I hold an often ridiculed view that the scene the actor is playing can impress upon the his mindset. I don't mean that actor “becomes” the character – this is nonsense – I mean that the scene can influence the actor, for example: if the actor discerns in his analysis that the character he is playing doesn't care about what is happening in the scene, it may become that the actor stops caring about the production he is working on. Please note: the actor cannot know this influencing is taking place, it happens gradually, almost imperceptibly, and the actor will blame his eventual change of mindset on everything except the real cause: the scene itself.
However, for the organic actor, this influencing is positive and creative, even if it is unconscious. If for example he is playing a scene where the character is bluffing, all kinds of wonderful, little, provocative moments may reveal themselves in performance, small tells (eg – playing with an earlobe, or handling pieces of paper), which are unplanned, infact, could not have been planned, but there they are, fabulously expressive, complex, intense, and true. The actor doesn't want to consciously re-create these great moments - they're great because they're spontaneous. The actor may try to re-create them because he cherishes them, and further, they represent strong work and so it makes sense to recreate them, but the actor must resist this temptation and create afresh each time. Any re-created version of them will be a dead thing – that moment has passed, move on.
The alternative to the organic actor is the presentational actor, who frees himself from the hassle of creation by mapping out his entire performance: every gesture, every turn of the head, every inflection, has been planned in advance (and labelled “characterization”) and the performance is merely a plodding implementation of the plan, even to the extent that changes to his scene partner's performance are ignored.
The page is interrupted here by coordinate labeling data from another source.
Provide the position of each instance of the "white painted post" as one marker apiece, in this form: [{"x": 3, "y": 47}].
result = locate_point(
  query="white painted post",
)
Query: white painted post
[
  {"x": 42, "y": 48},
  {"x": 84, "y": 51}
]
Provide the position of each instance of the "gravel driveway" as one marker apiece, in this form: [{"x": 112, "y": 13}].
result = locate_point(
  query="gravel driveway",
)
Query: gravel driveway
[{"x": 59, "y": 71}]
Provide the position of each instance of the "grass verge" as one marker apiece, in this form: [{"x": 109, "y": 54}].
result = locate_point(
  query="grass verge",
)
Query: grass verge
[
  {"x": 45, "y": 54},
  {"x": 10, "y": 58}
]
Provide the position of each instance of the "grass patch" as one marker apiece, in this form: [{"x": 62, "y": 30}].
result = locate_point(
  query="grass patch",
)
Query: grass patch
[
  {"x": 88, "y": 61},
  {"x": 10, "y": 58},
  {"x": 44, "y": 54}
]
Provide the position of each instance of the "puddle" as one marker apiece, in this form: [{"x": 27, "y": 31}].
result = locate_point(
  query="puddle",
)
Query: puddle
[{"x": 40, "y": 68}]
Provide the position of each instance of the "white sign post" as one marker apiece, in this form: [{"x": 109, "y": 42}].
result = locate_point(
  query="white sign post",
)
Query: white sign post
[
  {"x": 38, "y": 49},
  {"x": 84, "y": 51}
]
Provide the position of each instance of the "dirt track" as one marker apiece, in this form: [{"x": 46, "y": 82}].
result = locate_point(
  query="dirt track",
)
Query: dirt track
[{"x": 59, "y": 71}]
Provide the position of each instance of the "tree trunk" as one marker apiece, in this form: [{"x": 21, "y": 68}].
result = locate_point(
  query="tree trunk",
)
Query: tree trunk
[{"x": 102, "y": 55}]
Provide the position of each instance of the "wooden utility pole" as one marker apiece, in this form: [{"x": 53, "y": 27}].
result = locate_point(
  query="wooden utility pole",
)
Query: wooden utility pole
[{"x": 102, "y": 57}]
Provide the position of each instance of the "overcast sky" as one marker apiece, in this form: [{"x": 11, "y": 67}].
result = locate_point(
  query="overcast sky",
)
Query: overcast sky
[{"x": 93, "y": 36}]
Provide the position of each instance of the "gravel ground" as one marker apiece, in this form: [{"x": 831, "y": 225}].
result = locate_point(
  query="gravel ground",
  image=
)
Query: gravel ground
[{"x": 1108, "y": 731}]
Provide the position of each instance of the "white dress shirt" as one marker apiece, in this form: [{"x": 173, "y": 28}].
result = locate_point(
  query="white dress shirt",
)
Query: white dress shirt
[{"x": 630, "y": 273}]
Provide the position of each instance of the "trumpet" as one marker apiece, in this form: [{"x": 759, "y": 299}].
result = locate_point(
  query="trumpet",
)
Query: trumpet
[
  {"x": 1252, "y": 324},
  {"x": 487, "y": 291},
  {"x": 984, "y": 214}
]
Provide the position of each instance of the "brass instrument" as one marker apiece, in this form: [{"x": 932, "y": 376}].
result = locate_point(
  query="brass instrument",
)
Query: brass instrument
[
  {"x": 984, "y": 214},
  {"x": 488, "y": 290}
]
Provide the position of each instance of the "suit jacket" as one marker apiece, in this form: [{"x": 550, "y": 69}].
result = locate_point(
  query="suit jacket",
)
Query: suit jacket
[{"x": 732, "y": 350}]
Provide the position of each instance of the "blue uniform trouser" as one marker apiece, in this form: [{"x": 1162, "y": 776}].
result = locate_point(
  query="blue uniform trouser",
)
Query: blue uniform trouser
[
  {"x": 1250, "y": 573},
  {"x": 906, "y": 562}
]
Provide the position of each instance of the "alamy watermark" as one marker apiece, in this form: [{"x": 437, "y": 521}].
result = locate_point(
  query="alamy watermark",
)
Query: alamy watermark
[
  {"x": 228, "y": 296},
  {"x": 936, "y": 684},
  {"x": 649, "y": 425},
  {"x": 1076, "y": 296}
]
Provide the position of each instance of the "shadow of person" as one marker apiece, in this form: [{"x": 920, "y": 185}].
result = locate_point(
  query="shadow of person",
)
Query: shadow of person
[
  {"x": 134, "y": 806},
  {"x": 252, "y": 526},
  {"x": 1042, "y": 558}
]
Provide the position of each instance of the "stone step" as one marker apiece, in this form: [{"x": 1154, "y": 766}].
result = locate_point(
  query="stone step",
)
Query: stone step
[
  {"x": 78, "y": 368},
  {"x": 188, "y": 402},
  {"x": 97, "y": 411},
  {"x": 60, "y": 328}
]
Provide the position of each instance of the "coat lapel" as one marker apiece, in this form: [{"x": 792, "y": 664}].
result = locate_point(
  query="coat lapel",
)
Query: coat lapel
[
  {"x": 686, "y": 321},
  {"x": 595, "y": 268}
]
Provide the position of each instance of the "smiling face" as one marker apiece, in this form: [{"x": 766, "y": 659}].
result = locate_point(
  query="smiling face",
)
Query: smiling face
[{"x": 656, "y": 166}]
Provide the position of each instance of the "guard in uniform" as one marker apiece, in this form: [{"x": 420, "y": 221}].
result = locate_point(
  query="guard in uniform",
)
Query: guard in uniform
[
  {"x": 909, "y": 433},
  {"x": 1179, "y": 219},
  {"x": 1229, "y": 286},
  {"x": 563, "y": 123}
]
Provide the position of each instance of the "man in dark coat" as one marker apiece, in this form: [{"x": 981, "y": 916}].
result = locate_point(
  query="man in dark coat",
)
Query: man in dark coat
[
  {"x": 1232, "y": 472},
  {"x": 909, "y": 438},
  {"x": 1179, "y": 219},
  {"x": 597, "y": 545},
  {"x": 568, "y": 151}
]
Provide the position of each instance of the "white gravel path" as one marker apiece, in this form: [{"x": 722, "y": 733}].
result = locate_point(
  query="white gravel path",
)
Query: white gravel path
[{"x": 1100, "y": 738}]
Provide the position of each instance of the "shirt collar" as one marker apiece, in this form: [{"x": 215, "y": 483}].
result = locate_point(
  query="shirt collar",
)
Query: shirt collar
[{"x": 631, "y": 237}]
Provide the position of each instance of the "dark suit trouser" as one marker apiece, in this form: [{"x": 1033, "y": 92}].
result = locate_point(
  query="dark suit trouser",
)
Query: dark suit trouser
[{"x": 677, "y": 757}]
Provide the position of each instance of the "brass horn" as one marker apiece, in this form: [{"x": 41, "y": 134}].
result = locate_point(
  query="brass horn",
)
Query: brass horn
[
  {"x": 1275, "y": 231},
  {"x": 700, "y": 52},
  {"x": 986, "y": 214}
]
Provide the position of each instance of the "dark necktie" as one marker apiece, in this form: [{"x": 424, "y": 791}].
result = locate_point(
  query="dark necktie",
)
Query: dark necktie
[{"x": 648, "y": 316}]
The object of presentational performance is to control everything in order to avoid the terror of facing up to the truth of the moment (which can seem like an abyss). Presentational acting has got nothing whatever to do with creating, and everything to do with limiting criticism, it's rarely provocative or exciting in it's search for bland flawlessness. Furthermore, this actor plays everything in inverted commas as it were, indicating to the audience that he isn't really the character (because of course we couldn't discern that for ourselves – doesn't this actor know that his performance is an illusion which the audience willingly buys into?), and would show that the character is bluffing by using a predetermined general physical nervousness, flicking the eyes, and other cliches, rather than letting the performance manifest itself by confronting the moment. The performance of the organic actor however, appears not to be performance at all, but simply the functioning of his personality, indeed, no differential between his work and his personality can be made.
It takes courage and strength to face upto the truth, it is far easier to brush it under the carpet, and trot around in a bland hypocrisy. Acting is not about being perfect all the time, although yes, we need to strive for excellence. The moment may not be perfect, it may not be how we intended it, but it may be true, and this truth is always provocative, always thrilling, always beautiful.